Arnold began from Edgecomb Pond and reached one of the hikers, who told her the other had continued ahead north on the trail. Dispatch contacted the other hiker and, per Arnold, advised the subject to turn around and head back. Once the pair was reunited, Arnold escorted them back out to the trailhead, where they were met by O’Connor, who assisted them the rest of the way in an all-terrain vehicle. The couple was out of the woods by 8:57 p.m.

At 6:36 p.m. May 16, Essex County 911 transfered a call to DEC’s Ray Brook Dispatch reporting a 20-year-old Syracuse man lost on Giant Mountain in the town of Keene. The man was hiking with a group when he chose to head back down while his companions continued to the summit. The man reported that he was having difficulty following the trail and was not prepared for the icy conditions. Essex County 911 provided coordinates that placed the hiker near Putnam Brook.

Forest Ranger Robbi Mecus responded to the Roaring Brook Falls trailhead to assist the hiker but did not find him when she reached the location. Mecus requested a second attempt to get the missing man’s coordinates, which placed him on a ridge west of Roaring Brook. Mecus located the hiker at 8:14 p.m. and escorted him back to the trail and out of the woods. Once back at the trailhead, the hiker was reunited with the rest of his group.

At 6:55 p.m. May 16, DEC’s Ray Brook Dispatch received a call from a group of seven hikers requesting assistance after losing the trail while hiking to T Lake Falls in the town of Arietta. Dispatch advised the hikers to call Hamilton County 911 to get their coordinates, which placed them on Mill Stream.

Forest Ranger Melissa Milano responded to the trailhead for T Lake Falls and requested Dispatch to call the group and advise them to stay where they were. At 8:45 p.m., Milano made verbal contact, located the group and escorted the group out of the woods by bushwhacking to the road where their vehicles were parked. The group was out of the woods by 11 p.m.

On Sunday, May 17 at 10:10 a.m., DEC’s Ray Brook Dispatch received a call from a group of hikers on Poke-O-Moonshine Mountain in the Essex County town of Chesterfield. The caller said a 16-year-old female in the group fell, hurt her ankle and could not continue down the mountain.

Forest Ranger Lt. Brian Dubay and Forest Rangers Sarah Bode, Marie Arnold, Robbi Mecus and Jared Booth responded.
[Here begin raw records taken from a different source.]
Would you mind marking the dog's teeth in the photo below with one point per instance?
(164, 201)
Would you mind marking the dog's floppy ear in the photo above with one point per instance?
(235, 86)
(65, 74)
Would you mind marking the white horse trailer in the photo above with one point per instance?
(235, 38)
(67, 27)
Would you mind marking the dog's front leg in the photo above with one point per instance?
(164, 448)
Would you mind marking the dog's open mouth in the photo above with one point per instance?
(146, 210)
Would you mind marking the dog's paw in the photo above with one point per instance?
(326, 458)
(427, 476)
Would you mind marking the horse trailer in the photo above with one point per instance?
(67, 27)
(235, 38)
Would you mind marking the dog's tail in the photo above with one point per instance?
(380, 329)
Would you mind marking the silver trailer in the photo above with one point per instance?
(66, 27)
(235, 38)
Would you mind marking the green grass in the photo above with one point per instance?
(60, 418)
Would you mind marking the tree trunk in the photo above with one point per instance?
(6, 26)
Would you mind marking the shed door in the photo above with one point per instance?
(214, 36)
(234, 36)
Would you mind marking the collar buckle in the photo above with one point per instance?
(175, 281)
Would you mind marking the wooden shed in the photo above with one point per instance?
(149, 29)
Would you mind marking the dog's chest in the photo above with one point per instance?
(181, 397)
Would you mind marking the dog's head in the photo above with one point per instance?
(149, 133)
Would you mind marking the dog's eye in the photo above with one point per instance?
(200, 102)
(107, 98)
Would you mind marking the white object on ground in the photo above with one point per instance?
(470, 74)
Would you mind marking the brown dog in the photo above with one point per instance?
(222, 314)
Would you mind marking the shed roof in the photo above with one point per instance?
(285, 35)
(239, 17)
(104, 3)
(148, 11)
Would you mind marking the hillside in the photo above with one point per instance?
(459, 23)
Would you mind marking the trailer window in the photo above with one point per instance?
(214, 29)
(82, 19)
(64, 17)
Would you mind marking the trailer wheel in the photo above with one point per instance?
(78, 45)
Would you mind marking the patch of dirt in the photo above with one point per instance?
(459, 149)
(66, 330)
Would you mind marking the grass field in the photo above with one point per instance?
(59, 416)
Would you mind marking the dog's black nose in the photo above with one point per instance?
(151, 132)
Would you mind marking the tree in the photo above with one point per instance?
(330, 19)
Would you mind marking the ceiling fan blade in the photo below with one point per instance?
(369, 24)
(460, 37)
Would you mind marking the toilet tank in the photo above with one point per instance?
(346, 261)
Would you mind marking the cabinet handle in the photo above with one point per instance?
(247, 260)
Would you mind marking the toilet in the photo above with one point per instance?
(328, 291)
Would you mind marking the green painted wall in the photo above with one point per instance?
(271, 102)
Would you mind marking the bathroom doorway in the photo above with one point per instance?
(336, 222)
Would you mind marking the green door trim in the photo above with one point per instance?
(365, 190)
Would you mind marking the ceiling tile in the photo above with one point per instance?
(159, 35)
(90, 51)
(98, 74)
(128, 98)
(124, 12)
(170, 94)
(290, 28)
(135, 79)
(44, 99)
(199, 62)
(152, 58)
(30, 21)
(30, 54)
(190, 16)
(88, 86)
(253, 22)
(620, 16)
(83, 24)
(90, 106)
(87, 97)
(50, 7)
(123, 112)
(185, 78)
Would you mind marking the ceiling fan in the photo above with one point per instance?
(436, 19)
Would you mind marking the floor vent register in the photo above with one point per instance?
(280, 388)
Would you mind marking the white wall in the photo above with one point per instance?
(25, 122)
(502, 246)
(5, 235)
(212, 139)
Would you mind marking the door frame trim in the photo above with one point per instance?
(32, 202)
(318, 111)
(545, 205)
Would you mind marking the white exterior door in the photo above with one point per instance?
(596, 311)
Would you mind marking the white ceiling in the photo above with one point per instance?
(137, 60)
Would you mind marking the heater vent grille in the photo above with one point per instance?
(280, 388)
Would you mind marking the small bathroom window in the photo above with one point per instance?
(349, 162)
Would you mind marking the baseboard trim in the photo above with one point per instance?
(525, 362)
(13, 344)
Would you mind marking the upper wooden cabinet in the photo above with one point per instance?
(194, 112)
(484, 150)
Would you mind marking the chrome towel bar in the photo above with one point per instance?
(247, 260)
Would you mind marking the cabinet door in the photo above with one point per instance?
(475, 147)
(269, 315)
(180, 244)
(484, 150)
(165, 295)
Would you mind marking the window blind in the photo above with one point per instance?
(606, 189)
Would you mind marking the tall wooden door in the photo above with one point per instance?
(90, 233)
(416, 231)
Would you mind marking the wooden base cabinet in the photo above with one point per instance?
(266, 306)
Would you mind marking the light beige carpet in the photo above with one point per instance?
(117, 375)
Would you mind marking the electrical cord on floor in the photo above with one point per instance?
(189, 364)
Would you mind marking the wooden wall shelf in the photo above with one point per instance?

At 2:20 p.m., rangers placed the hiker from Chazy in a UTV and started down the mountain. At 2:45 p.m. the group was back to the trailhead, and the hiker advised she would seek medical attention on her own for the ankle injury.

On May 17 at 9:09 p.m., Warren County 911 transferred a call to DEC’s Ray Brook Dispatch from a hiker separated from his hiking partner on the Cat and Thomas mountains trail.

One hiker went further ahead and failed to meet up on Cat Mountain. After a brief FaceTime conversation, one of the hikers realized that the other, a 26-year-old man from Queensbury, was lost with no equipment or headlamp and only 30% left on his phone for a light.

Forest Rangers Hannah O’Connor and Chuck Kabrehl responded to the trailhead and followed 911 coordinates that placed the missing hiker halfway along the ridge trail between Cat and Thomas mountains.

The hiker was told to continue south along the trail to meet up with the rangers coming to assist him. At one point, the hiker became disoriented along the trail and again reached out for help. Rangers told him to remain in place. At 10:55 p.m., rangers located the hiker and walked him out to the Edgecomb Pond trailhead.